“Us” examines the American fear of the marginalized “other” rising above oppression
This piece contains spoilers.
At first, Us appears to be a typical horror film about an American family whose beach vacation goes horribly wrong. By the end, however, it’s clear Jordan Peele’s latest social thriller is actually about Americans who live in the shadows of people who disproportionately enjoy the privileges of the American Dream. Us not only imparts an eerie warning about the repercussions of idly living a life of privilege as people suffer beneath you, but takes the warning a step further by showing what can happen when the “outsiders” the privileged are so afraid of letting in, the people who have been pushed below and ignored, finally force their way in — and do so with a vengeance.
Us opens on Adelaide Thomas, a young black girl who wanders away from her parents at a 1986 beachside carnival in Santa Cruz, California. She comes across a funhouse hall of mirrors; the words “find yourself” are painted above the hall’s entryway. Upon entering the funhouse, Adelaide does indeed find herself — or at least a girl who looks exactly like her, but who lives on the other side of the final mirror in the funhouse. The scene cuts to a traumatized Adelaide, whose parents have found her and are taking her home. She refuses to say a word.
Decades later, Adelaide — now Adelaide Wilson — returns to the beach in Santa Cruz where she had attended the carnival with her parents, this time with her husband and two children. At the family’s beach house, Adelaide’s son notices another family standing outside their home. After the husband tells the strange family to leave, they break into the house and reveal that they are doppelgängers of each member of the family.

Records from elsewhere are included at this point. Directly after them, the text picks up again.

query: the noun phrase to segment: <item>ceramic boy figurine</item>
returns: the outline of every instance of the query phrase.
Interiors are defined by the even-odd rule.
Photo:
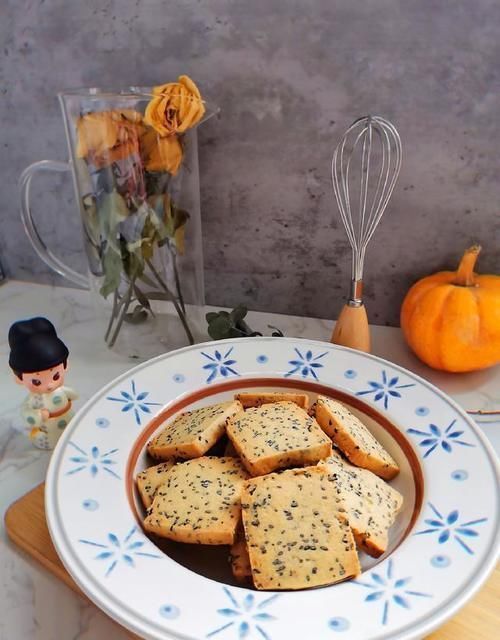
[[[46,318],[15,322],[9,330],[9,365],[29,391],[22,416],[38,449],[53,449],[70,419],[78,396],[64,385],[69,351]]]

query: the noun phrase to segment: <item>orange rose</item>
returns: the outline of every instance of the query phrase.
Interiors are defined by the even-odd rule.
[[[198,87],[188,76],[154,87],[153,96],[146,107],[144,122],[162,136],[184,133],[205,113]]]
[[[104,167],[138,153],[142,116],[132,109],[87,113],[76,123],[78,158]]]
[[[176,135],[162,138],[154,129],[141,137],[141,151],[148,171],[168,171],[173,176],[182,163],[182,145]]]

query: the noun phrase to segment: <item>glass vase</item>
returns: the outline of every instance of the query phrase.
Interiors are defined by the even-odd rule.
[[[141,359],[203,335],[197,130],[158,134],[143,117],[151,96],[144,88],[60,94],[70,161],[35,163],[21,178],[23,222],[35,250],[93,292],[106,345]],[[62,263],[36,229],[29,196],[40,170],[72,173],[86,276]]]

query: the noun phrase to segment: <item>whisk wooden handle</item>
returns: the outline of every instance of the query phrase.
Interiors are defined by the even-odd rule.
[[[344,305],[333,329],[330,342],[358,351],[370,352],[370,327],[364,304],[356,307],[349,304]]]

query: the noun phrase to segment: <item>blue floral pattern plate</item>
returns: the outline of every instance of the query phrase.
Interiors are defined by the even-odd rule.
[[[405,507],[387,553],[350,582],[258,592],[203,575],[144,534],[132,478],[161,417],[246,388],[302,389],[347,402],[401,467]],[[245,338],[155,358],[99,391],[52,456],[46,512],[81,589],[144,638],[421,638],[493,569],[496,456],[468,416],[425,380],[371,355],[289,338]]]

They are all dressed in red and each has their own pair of golden scissors.
When the husband asks what the doppelgängers want, the mother, referred to as “Red” by the other family members, explains in a strangled, rusty voice that her family has lived beneath the Wilsons’ their entire lives, doing exactly what they do, tethered to them like shadows. Just like shadows, they had been left behind in the dark. While the family above got to experience love and happiness, the other family had to eat raw rabbit meat and have their actions controlled by their doppelgängers above. Although they are officially known throughout the movie as “The Tethered,” when asked who they are, Red boldly replies, “We are Americans.”
The Wilsons continue to fight for their lives as they realize their own “tethered” family are part of a nationwide epidemic of killer shadows trying to murder American families across the country. After Adelaide stabs and kills Red in a final battle, the opening flashback to 1986 reappears and reveals that the young Adelaide we first met never actually left the funhouse of mirrors. Adelaide’s shadow strangled her, dragged her to the world below, and left her there so she could replace the real Adelaide. Red was not only the person we considered the “real” Adelaide all along but also the determined organizer of a movement she refers to as “the Untethering,” in which the people on the bottom collectively rise above to claim better lives.
While Get Out touched upon the exploitation of black bodies, Us offers something even more thought-provoking: America’s genuine fear that the victims of its past will come back to haunt them. We often hear about the immigrants who are supposedly coming to kill, rape, and deal drugs in the United States — our own president has repeatedly referred to Mexico and others as the country’s enemies — and the poor, black criminals who kill white people. But in reality, the groups America has continuously posed as minorities to fear are actually those that the nation has historically oppressed. Although no one alive today ever participated in slavery or stolen Mexican territory, Americans have subconsciously played a part in the perpetuation of the oppression of these groups, and it often goes unacknowledged in conversations about crime rates and poverty. Like the “tethered,” minorities in the United States are always positioned below other, more privileged Americans and denied the unearned advantages granted to those they are forced to shadow. Unlike Get Out, Jordan Peele’s second horror movie calls on not just white audience members, but all Americans to consider their role in this conflict.
In a political and social era in which people have the opportunity to both dive into and tune out of the topics of identity and oppression, contemporary social thrillers like Us provide the perfect opportunities to ask important questions in a way that breaks through the monotony of our screens. The social thriller challenges us to ask ourselves what this country is really, truly afraid of and why we need to be afraid of it in the first place. Through the Tethered, Peele evokes the same emotions white and/or wealthy Americans are taught to feel about minorities: Although they are just as human as the privileged, they are unfamiliar. They are on what we consider to be “our” property. The Wilsons don’t know what they want, so like many Americans do toward immigrants, they assume they are there to take their money or their lives.
Peele actualizes these fears on screen, displaying the murderous rampage of the doppelgängers in gory detail. However, when viewers learn that the Adelaide we have been following throughout the film is also one of the Tethered, they empathize with her for trying to escape an otherwise miserable life. The audience also feels bad for Red, who we now understand was fighting not only to reclaim the life she once had but also for the freedom of all of the Tethered.
Peele provides his American audience with an exaggeration of their biggest fear and then humanizes the antagonists, forcing us to recognize the history that contextualizes these fears as well as realize that the idea of these marginalized people being murderers is just as fictitious as the plotline of a Hollywood movie.